Rancho Notorious (1952) is not unique in its inversion of the traditional female role in Westerns. Nicholas Ray’s Johnny Guitar (1954) and Samuel Fuller’s Forty Guns (1957) accomplish this with more style and aptitude. What Rancho Notorious has that makes it something unique during the height of the Westerns’ popularity in the United States is Fritz Lang.
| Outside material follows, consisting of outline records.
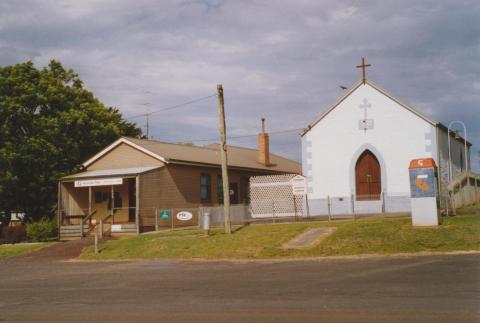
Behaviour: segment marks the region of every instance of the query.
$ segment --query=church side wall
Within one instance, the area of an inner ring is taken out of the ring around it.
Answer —
[[[440,161],[438,165],[438,176],[440,178],[440,196],[442,200],[442,205],[444,200],[448,196],[447,185],[449,182],[449,159],[448,159],[448,131],[439,128],[438,129],[438,147]],[[452,155],[452,177],[459,175],[465,169],[465,145],[463,142],[454,139],[453,136],[450,137],[450,148]],[[470,155],[469,150],[467,154]],[[467,158],[469,158],[467,156]],[[469,160],[470,161],[470,160]]]
[[[359,121],[373,120],[360,130]],[[370,149],[380,162],[382,191],[408,196],[409,162],[437,159],[436,127],[370,85],[362,85],[302,138],[303,173],[310,199],[355,193],[355,164]]]

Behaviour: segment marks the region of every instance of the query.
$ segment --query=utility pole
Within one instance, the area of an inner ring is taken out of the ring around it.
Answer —
[[[225,109],[223,102],[223,87],[217,85],[218,96],[218,123],[220,128],[220,157],[222,161],[222,181],[223,181],[223,215],[225,219],[225,233],[231,234],[230,226],[230,187],[228,182],[227,170],[227,135],[225,130]]]
[[[148,136],[148,128],[149,128],[149,126],[148,126],[148,118],[150,117],[150,113],[148,113],[148,112],[145,113],[145,117],[147,118],[147,139],[150,139],[150,137]]]

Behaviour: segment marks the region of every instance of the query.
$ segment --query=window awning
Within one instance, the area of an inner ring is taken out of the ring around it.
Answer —
[[[148,167],[132,167],[132,168],[116,168],[116,169],[99,169],[87,172],[77,173],[62,177],[61,180],[73,180],[80,178],[98,178],[98,177],[123,177],[133,176],[149,172],[151,170],[161,168],[162,166],[148,166]]]

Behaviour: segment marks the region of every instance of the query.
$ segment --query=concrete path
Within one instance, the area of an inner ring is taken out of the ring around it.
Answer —
[[[309,229],[285,243],[283,249],[305,249],[311,248],[327,236],[332,234],[336,227]]]
[[[479,322],[480,255],[0,260],[0,322]]]

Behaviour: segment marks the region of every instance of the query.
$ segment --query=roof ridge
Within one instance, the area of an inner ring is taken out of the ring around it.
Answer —
[[[127,140],[140,140],[140,141],[149,141],[153,142],[156,144],[163,144],[163,145],[172,145],[172,146],[181,146],[181,147],[189,147],[189,148],[199,148],[199,149],[205,149],[205,150],[214,150],[212,148],[208,148],[206,146],[197,146],[197,145],[186,145],[186,144],[181,144],[181,143],[174,143],[174,142],[166,142],[166,141],[160,141],[156,139],[142,139],[142,138],[133,138],[133,137],[127,137],[127,136],[122,136],[122,138],[125,138]],[[148,145],[147,145],[148,146]]]

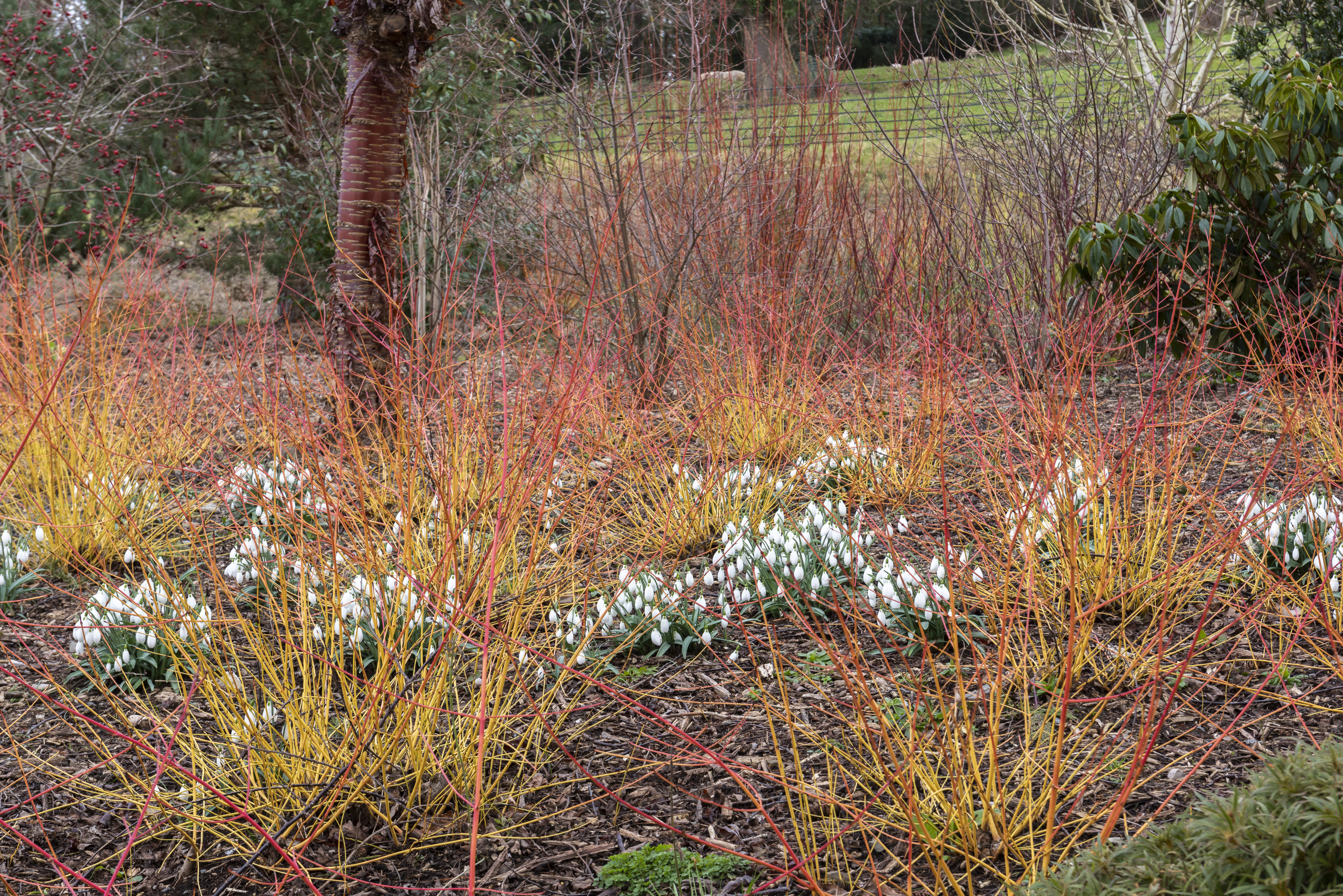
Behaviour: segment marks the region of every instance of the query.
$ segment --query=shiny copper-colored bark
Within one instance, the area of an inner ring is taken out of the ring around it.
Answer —
[[[379,384],[395,364],[406,122],[416,63],[441,21],[439,4],[423,0],[344,0],[337,13],[348,86],[326,349],[352,410],[367,415],[381,408]]]

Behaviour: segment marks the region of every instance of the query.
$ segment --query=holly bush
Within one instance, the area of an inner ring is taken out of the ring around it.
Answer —
[[[1183,187],[1077,227],[1065,279],[1127,301],[1144,349],[1164,334],[1182,355],[1206,333],[1223,367],[1244,372],[1330,347],[1343,253],[1340,79],[1343,59],[1316,67],[1296,56],[1242,82],[1244,122],[1170,116]]]

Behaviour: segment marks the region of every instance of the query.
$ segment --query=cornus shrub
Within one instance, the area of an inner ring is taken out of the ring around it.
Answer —
[[[210,646],[214,618],[204,602],[187,592],[189,576],[171,587],[146,578],[138,586],[99,588],[71,630],[70,653],[81,664],[71,677],[125,690],[161,684],[177,688],[189,678],[192,664],[184,662],[184,650]]]
[[[1275,759],[1229,797],[1121,846],[1101,845],[1033,884],[1031,896],[1336,893],[1343,887],[1343,746]]]
[[[831,591],[851,583],[866,567],[864,549],[873,532],[864,532],[862,509],[850,516],[843,501],[810,501],[795,517],[783,510],[756,531],[743,520],[723,531],[706,576],[723,586],[724,604],[759,607],[766,617],[796,609],[826,614]],[[889,527],[888,527],[889,529]]]
[[[1236,502],[1241,508],[1240,535],[1245,559],[1270,578],[1316,582],[1339,594],[1339,570],[1343,570],[1339,516],[1343,513],[1343,498],[1315,490],[1296,506],[1289,506],[1281,501],[1257,500],[1246,492]]]
[[[1334,351],[1343,255],[1343,60],[1293,58],[1248,77],[1246,118],[1167,118],[1185,185],[1112,223],[1077,227],[1066,278],[1131,302],[1131,333],[1183,353],[1202,340],[1244,368],[1280,359],[1293,334]]]

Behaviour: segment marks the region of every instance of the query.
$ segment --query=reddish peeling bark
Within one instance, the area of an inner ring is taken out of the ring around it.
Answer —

Coming from years of working at Ufa as one of Germany’s most successful directing talents, Lang brings not just his experience, but weds that experience with his own sense of disenfranchisement that he was experiencing in America. Lang’s own struggle to connect with American culture is in no film more apparent that Rancho Notorious. Early in the film there is a montage in which Arthur Kennedy travels about looking for the man who killed his lover. This montage resembles, in pace and content, those of M (1931) and Metropolis (1927). Similarly, when Arthur Kennedy recognizes his lover’s broach on Marlene Dietrich in the scene where they first meet the lighting as well as the camera’s proximity to Kennedy recreate a number of similar shots of similar emotional content in Lang’s Dr. Mabuse The Gambler (1922). The most striking sequence in the film in terms of technique occurs in the scene where Kennedy gets into a brawl at a barbershop. This scene, unlike any other in Lang’s career to that point, features a roaming camera whose focus is the action. That simple choice of camera work gives the scene a realism to its violence that is, even today, uncomfortable simply because it is not at all what one expects. The fight from Rancho Notorious would recreate itself the following year though in Lang’s The Big Heat (1953).

It’s in these distinctly expressionistic tactics cited above that the audience finds the sense of “other worldliness” in Rancho Notorious. It is an unreality more violent, more sexual than one is accustomed to in Westerns of this time. And it is through this phenomenon that discerning viewers may realize that the “other worldliness” of Rancho Notorious is, at least for Lang, representative of his view of the United States.